Insight
Artificial Intelligence in HealthTech: direction, regulation & ethics
May 26th 2025
AI is already reshaping healthcare but without clear direction and regulation, its full potential could remain out of reach.
At the Compass Carter Osborne HealthTech round table, industry leaders discussed how to harness AI effectively while safeguarding safety, equity, and innovation.
The need for a shared vision
AI’s potential in healthcare is vast, from predicting health risks to optimising patient pathways. But panellists stressed the need for a coordinated, strategic direction. Without consistent goals or motivation, AI development risks becoming fragmented, with solutions that are difficult to scale or trust.
Participants called for a national vision: one that defines how AI fits into healthcare systems, aligns stakeholders, and accelerates adoption without compromising care quality.

Navigating regulation: UK vs EU
Regulation is a double-edged sword. While it ensures safety, it can also slow progress. The EU is advancing quickly on AI safety and data protection, but some panellists noted that its framework may unintentionally hinder innovation, especially for start-ups.

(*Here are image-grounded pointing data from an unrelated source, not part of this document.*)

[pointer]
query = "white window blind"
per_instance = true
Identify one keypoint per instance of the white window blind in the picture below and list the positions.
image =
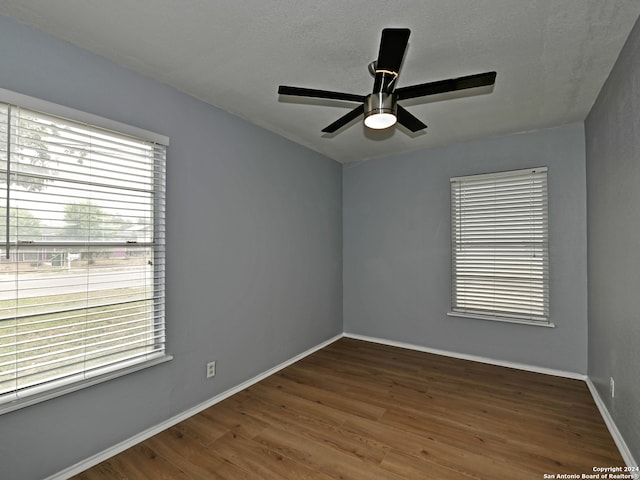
(82, 253)
(500, 254)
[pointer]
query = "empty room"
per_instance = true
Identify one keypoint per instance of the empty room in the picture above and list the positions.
(331, 240)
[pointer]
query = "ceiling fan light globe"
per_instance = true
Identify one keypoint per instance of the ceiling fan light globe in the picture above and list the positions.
(380, 110)
(380, 121)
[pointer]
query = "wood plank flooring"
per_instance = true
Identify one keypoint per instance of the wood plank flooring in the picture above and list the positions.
(362, 411)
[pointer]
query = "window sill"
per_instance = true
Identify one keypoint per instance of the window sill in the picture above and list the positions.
(491, 318)
(72, 384)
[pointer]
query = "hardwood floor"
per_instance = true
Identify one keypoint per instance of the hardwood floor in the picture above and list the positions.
(357, 410)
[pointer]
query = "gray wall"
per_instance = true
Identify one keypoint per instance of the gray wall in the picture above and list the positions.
(396, 227)
(254, 254)
(613, 201)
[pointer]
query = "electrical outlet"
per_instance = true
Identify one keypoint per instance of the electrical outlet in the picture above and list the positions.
(211, 369)
(612, 387)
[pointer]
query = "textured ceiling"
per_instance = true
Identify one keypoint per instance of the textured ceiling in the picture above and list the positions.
(552, 57)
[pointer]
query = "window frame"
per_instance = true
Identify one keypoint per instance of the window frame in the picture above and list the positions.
(532, 236)
(50, 389)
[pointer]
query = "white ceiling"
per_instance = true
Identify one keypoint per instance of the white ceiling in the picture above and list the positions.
(552, 57)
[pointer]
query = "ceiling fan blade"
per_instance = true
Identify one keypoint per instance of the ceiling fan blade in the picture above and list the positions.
(392, 46)
(311, 92)
(342, 121)
(409, 121)
(449, 85)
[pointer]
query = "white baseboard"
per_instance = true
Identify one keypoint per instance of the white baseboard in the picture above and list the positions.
(473, 358)
(142, 436)
(608, 420)
(122, 446)
(613, 429)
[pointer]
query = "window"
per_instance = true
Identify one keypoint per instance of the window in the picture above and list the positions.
(500, 254)
(82, 250)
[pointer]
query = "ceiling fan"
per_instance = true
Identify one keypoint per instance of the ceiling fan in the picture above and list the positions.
(380, 108)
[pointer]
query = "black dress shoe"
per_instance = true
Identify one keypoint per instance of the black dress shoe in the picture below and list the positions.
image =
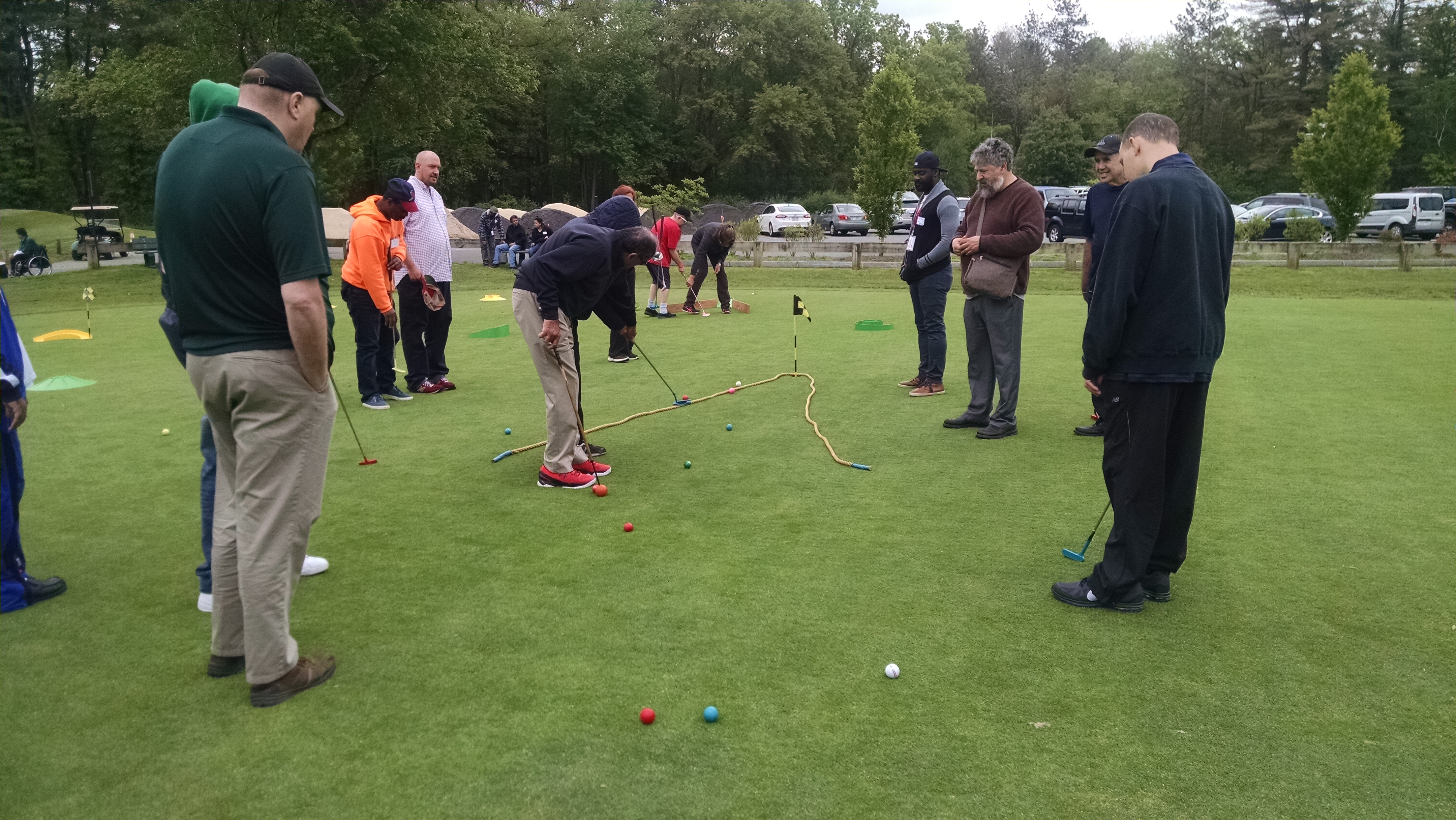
(35, 592)
(963, 421)
(225, 666)
(1080, 593)
(1158, 588)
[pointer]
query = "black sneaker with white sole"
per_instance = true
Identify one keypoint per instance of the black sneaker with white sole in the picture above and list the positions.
(1080, 593)
(1158, 588)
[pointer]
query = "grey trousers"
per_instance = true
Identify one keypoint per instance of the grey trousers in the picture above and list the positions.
(560, 382)
(271, 432)
(994, 356)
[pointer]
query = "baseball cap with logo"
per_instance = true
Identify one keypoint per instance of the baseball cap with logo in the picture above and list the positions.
(1109, 145)
(402, 193)
(286, 72)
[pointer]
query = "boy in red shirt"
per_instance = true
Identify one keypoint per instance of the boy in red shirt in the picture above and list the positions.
(669, 234)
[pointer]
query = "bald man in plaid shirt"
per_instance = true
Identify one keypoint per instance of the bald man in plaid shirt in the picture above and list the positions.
(426, 331)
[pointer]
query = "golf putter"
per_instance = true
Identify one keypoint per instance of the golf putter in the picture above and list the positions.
(1088, 543)
(366, 459)
(676, 400)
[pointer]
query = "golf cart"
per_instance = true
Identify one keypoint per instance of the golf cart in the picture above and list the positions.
(101, 222)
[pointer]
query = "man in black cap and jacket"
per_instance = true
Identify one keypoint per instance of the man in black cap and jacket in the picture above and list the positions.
(1155, 330)
(581, 270)
(927, 268)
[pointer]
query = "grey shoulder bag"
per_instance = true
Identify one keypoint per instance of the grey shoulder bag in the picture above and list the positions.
(986, 274)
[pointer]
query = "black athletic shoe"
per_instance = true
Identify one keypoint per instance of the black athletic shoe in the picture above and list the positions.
(35, 592)
(1158, 588)
(965, 421)
(1078, 593)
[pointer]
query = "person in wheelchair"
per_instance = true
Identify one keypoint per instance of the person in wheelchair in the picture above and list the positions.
(31, 257)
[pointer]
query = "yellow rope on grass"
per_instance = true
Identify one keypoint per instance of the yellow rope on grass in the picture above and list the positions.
(807, 417)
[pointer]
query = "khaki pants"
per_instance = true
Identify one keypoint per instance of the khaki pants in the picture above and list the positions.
(563, 439)
(271, 430)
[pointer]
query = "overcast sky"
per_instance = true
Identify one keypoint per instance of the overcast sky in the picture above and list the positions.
(1112, 20)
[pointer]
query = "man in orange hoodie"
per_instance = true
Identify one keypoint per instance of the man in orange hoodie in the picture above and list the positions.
(376, 248)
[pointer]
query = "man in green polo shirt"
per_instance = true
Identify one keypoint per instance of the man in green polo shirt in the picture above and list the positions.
(241, 235)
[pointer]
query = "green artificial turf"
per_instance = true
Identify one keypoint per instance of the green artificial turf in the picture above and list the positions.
(495, 640)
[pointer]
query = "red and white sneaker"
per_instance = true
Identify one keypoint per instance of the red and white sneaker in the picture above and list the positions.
(593, 468)
(567, 481)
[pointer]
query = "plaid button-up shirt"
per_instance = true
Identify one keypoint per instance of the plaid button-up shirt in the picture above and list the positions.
(427, 234)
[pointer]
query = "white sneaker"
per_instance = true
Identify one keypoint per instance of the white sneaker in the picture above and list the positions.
(312, 566)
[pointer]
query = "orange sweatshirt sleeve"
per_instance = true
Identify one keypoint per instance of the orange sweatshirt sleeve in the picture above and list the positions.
(367, 263)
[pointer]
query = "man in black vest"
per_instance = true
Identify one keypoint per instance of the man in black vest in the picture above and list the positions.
(927, 270)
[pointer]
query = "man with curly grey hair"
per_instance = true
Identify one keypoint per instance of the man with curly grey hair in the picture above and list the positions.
(1004, 221)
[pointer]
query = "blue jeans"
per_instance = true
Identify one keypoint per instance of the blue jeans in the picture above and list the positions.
(204, 573)
(928, 299)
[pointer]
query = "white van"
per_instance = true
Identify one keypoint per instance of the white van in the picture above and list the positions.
(1404, 215)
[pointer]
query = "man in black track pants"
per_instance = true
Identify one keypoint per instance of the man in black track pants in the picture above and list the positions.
(1155, 330)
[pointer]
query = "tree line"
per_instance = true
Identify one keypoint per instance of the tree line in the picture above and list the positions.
(536, 101)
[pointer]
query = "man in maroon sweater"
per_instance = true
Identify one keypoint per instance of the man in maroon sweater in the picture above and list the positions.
(1014, 222)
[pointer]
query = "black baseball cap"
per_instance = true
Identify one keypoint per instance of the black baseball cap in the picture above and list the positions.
(402, 193)
(1109, 145)
(286, 72)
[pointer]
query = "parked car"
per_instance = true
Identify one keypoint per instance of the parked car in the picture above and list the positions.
(844, 217)
(1066, 215)
(781, 216)
(1279, 217)
(1445, 192)
(1404, 215)
(1286, 200)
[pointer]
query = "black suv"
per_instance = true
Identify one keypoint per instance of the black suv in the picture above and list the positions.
(1066, 213)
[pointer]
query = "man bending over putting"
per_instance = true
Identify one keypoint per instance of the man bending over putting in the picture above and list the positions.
(579, 271)
(1155, 330)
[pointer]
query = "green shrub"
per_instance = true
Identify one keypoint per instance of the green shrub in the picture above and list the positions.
(1304, 229)
(1251, 231)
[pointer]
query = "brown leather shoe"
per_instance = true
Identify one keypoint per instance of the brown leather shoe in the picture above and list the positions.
(223, 666)
(309, 673)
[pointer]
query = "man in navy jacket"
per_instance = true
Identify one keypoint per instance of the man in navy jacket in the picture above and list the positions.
(1155, 330)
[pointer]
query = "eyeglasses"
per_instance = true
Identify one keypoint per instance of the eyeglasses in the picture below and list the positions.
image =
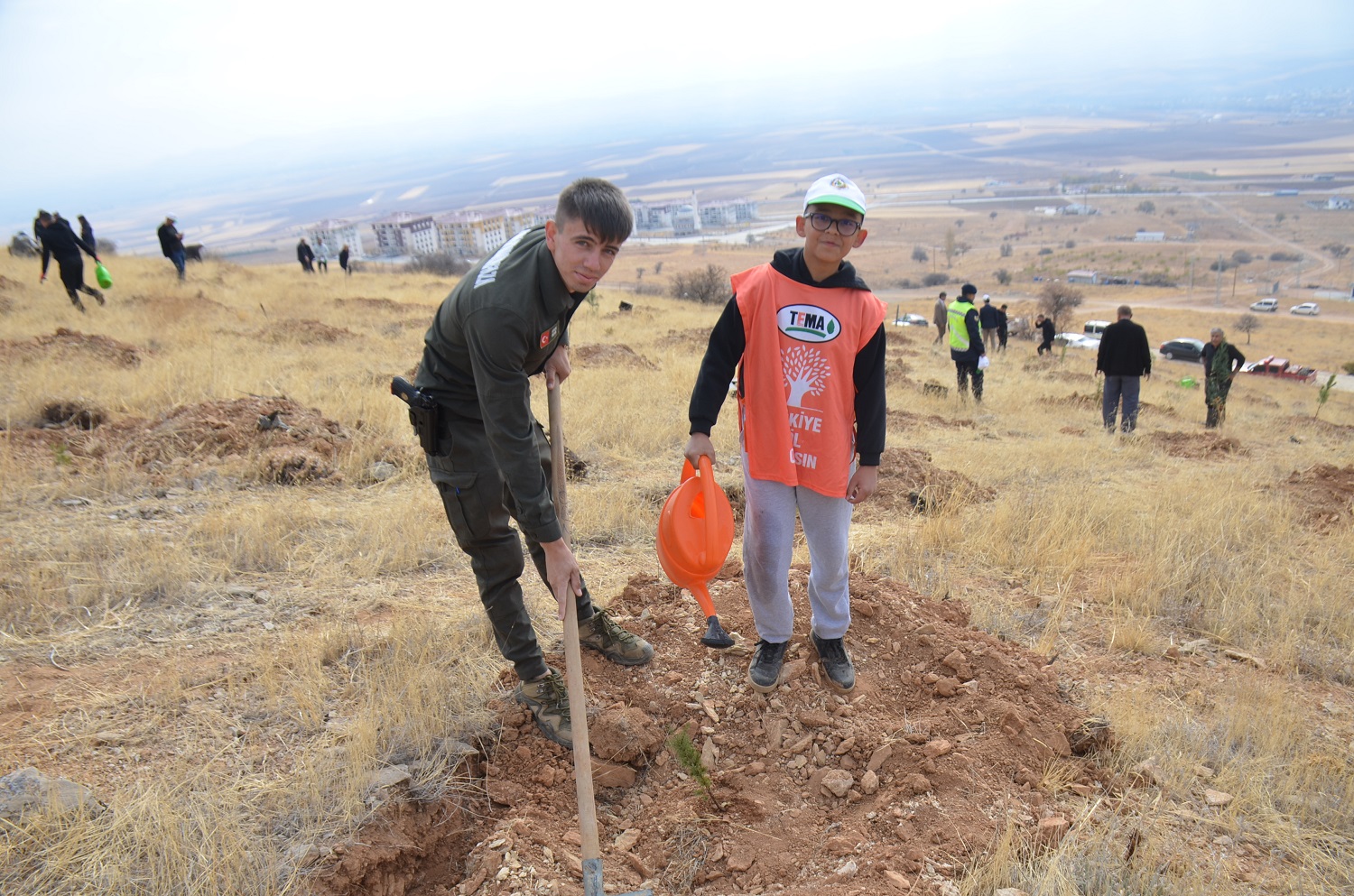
(845, 226)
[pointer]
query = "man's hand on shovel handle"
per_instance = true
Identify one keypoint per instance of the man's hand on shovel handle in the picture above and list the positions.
(562, 571)
(699, 446)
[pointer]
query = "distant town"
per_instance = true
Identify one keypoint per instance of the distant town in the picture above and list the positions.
(473, 235)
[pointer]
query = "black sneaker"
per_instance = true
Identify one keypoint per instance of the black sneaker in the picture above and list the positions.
(765, 670)
(831, 651)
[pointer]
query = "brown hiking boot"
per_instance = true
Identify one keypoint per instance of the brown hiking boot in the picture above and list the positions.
(549, 701)
(611, 641)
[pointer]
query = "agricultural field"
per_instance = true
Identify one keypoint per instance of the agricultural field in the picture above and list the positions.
(1088, 663)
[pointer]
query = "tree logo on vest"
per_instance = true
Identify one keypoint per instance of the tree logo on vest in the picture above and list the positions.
(806, 373)
(807, 324)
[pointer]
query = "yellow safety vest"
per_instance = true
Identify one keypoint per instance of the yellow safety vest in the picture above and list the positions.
(958, 328)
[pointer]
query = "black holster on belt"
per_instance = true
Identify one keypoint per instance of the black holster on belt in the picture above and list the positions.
(424, 413)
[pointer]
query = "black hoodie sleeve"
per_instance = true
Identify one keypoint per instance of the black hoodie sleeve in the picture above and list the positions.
(871, 409)
(726, 348)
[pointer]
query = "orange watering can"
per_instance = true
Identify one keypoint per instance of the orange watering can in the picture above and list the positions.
(695, 532)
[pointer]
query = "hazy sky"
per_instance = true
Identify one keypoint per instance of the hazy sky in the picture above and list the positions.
(124, 88)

For the UK, there’s a narrow but valuable opportunity: to establish a “sandbox” environment where health innovators can safely trial AI without being overburdened by red tape. However, this requires political will and proactive policymaking, something still lacking.
Predictive vs generative AI
Not all AI is created equal. Predictive AI used for triaging, scheduling, or risk assessments is relatively well-understood and regulated. Generative AI, however, is far more complex. Foundation models evolve rapidly, making it difficult to evaluate performance or ensure reliability in clinical contexts.
This adds urgency to calls for regulation that is adaptive and dynamic, capable of keeping pace with fast-changing technologies while preserving public trust.
Getting the fundamentals right
AI won’t succeed in isolation. It needs:
- Robust infrastructure: quality data, interoperable systems, and trained users.
- Clear accountability: who is responsible when AI makes a mistake?
- Trust and transparency: patients and clinicians must understand how it works.
The panel agreed: AI in healthcare holds enormous promise but without clear leadership, smart regulation, and ethical clarity, that promise could easily be squandered.